Wednesday, November 5, 2008

Too Close for Comfort. Pt.IV

As many of you know (probably better than I do in fact because of the limited access I have to the internet, and the outside world), there has been an outbreak of violence in the eastern region of the Congo, near the borders of Rwanda and Uganda. There has been almost continual war and political instability in that region since the DRC gained it’s independence about fifty years ago. To put it into perspective, a BBC article I read stated that this continual war “has killed more people than any other conflict since World War II.” There have been improvement in recent years, however, and there had been hopes that it would continue in that progressive direction. The DRC is still home to the largest UN Peacekeeping force in the world, many of which are based in Goma, currently, one of the main areas of conflict.

As you might recall, I visited Rwanda just last month, where I stayed for two nights in Gisenyi, a town that borders the DRC border. From Gisenyi, you can easily see, and even walk to, Goma. Chris took this picture from the beach in Gisenyi, and while it was the birds in the foreground that he was focusing on, I’m posting this picture because of the buildings in the background, which are part of the town of Goma. On a side note, the strange looking rocks that the birds are perched upon are actually lava, from a volcanic explosion that just happened in Goma in the past decade or so I believe. So the name Goma may sound familiar because of that tragic event. Anyway, you can see that I was literally just a stone’s throw from Goma. In fact, one of the guys that I met while I was in Gisenyi (re: Oct 6 Blog) attended school in Goma because school fees were cheaper there and that was what his parents were able to afford. I hope that he has not been caught up in the most recent conflicts.
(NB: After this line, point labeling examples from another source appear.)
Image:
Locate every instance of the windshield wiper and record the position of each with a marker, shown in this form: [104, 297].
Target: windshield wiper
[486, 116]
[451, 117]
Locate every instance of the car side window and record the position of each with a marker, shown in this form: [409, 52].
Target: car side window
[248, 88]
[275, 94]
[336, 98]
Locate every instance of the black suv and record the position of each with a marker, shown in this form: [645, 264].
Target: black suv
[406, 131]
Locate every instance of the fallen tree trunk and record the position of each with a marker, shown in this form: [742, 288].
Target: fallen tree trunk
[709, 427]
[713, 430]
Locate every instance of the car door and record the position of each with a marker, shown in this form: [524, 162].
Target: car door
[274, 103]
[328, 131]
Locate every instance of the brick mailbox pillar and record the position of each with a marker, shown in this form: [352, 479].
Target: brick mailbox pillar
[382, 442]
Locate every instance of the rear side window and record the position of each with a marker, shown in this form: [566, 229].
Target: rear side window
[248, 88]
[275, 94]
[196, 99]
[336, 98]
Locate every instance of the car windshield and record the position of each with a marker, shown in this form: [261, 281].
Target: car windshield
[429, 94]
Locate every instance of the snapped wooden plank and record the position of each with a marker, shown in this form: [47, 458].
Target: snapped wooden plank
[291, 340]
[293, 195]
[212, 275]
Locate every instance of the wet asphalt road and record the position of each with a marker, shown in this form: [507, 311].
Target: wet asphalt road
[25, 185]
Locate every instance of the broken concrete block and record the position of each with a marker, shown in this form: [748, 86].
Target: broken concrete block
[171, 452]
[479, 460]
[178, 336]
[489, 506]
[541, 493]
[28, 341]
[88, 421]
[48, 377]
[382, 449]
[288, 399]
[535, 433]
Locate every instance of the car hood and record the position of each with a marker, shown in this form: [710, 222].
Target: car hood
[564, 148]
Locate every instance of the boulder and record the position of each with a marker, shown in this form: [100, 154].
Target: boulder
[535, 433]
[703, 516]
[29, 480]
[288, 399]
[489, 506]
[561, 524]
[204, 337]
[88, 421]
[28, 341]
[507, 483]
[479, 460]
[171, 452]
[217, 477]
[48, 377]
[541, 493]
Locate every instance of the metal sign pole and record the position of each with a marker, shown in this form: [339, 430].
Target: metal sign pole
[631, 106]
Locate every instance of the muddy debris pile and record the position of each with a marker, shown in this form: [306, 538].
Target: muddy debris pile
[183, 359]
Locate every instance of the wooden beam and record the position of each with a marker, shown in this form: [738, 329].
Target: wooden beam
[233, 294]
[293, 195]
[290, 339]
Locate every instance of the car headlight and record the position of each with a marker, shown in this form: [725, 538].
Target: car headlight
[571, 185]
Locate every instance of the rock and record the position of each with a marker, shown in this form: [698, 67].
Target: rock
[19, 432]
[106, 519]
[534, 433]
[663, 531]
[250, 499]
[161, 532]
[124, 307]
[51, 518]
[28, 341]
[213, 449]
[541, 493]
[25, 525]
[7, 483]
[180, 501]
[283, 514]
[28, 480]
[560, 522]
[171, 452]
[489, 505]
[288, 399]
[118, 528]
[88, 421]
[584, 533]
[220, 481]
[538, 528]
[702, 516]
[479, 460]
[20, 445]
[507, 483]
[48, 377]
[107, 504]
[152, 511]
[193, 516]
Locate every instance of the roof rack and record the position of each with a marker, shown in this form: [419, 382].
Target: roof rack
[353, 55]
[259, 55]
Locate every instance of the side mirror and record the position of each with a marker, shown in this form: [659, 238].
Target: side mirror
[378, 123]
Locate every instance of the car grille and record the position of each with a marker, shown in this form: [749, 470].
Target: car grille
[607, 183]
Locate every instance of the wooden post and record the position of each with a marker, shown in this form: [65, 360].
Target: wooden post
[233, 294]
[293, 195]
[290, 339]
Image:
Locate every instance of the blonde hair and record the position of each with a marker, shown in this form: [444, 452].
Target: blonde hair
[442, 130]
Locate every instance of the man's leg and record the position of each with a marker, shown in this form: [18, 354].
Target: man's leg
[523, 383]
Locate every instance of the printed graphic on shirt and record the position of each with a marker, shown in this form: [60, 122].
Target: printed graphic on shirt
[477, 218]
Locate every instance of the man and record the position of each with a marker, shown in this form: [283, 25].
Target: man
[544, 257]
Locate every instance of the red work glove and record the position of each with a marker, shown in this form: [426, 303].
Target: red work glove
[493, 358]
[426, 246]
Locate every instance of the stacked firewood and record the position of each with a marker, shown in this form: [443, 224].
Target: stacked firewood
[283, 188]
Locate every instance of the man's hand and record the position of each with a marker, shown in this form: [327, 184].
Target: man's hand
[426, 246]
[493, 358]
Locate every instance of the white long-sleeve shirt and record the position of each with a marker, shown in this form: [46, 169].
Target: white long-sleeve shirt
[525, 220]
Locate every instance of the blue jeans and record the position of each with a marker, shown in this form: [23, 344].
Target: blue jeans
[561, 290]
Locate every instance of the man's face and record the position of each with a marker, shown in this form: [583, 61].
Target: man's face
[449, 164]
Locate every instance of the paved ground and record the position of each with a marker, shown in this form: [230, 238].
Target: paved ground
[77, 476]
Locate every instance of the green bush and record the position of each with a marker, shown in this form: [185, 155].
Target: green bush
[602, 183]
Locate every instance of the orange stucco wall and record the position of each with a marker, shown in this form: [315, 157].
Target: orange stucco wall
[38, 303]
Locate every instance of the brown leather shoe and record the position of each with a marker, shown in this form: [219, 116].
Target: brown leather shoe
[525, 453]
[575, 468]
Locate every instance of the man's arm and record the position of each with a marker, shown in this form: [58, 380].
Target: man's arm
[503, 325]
In another strange coincidence, on the bus leaving Gisenyi, I met a former RMC grad who is currently serving with MONUC, the UN peacekeeping force in Goma. According to the latest news that I have heard, rebel forces have been in combat with UN forces and are on the brink of overrunning the city. The New Vision, the daily Ugandan newspaper, has reported that over six thousand Congolese refugees have fled across the Congo-Uganda border towards the town of Kisoro. In response, Ugandan soldiers have been deployed into that area to help stabilize the increasingly chaotic situation, and to inhibit any fighting from entering the country. Tim, our in country director, called us on Saturday morning to ask about our whereabouts and to warn us not to travel to that region because of these recent events. The border where these thousands of refugees are entering Uganda is the same one that we crossed just a month ago on our way back from Rwanda; we even stopped for lunch in Kisoro on our journey home.

It is definitely sobering to realize how close these events are happening to me, both in reference to time and location. It’s also a strong reminder that regions here in East Africa can still be very much unstable, and have the potential to abruptly change for the worse. Unfortunately, reversing the damage is a much slower process.

On a completed unrelated tangent, I’ve probably eaten over a hundred crickets in the last couple of days. We’d heard that crickets and ants are common snacks here in Uganda but it wasn’t until Mike happened to spot them just outside the market on Monday that we had the chance to try them out. It was just the seven of us interns, and not knowing the proper way to prepare the crickets, we just fried them (some of which have still been alive) in a frying pan with a bit of oil and salt. It turns out that that’s exactly how Ugandans do it, as we brought some back with us (yes, we… mainly I, like them so much that we had to get them again) to Kasese and Peter, the guesthouse’s super pro cook, just fried them as we had done. They’re not a bad snack, and they’re really cheap; you can buy a bag with a couple hundred of them for about a buck!